Mysterious looking markings have appeared in the grasslands on Big Moor this week. However, there is nothing supernatural going on, just the wardens with the tractor!
This work is targeted on areas dominated by Molinia, or purple moor grass. This grass is native and characteristic of moorlands, but in some areas it is dominant and suppresses the other plant species. This is usually linked to historic over grazing, the other more palatable plants were eaten and the Molinia left to take over the habitat. Often these Molinia areas support little wildlife compared to the more diverse vegetation.

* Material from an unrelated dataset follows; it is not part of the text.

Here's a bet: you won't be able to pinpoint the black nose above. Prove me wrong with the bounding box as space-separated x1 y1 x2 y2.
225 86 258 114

The cattle are one of the best tools we have to manage this Molinia, they will happily graze it and their trampling breaks up the dense structure allowing other plants to get in and grow. Over the past few years the cattle have had a brilliant impact on some areas and you can see the heather and other species increasing, but in the middle of the large swathes of this dense, tussocky grass they are not spending enough time. This is where the tractor comes in. By cutting strips in these areas the cattle can move more freely into the middle of the grasslands to do their all important grazing and trampling. Cattle are ruminants, so after a session of grazing they like to sit and chew the cud, this is when they regurgitate the grass from part of their stomach to rechew so it can be properly digested. These cut areas also form ideal places for the cattle to sit compared to the uncut tussocks of the surrounding Molinia, encouraging them to spend even more time where we need them.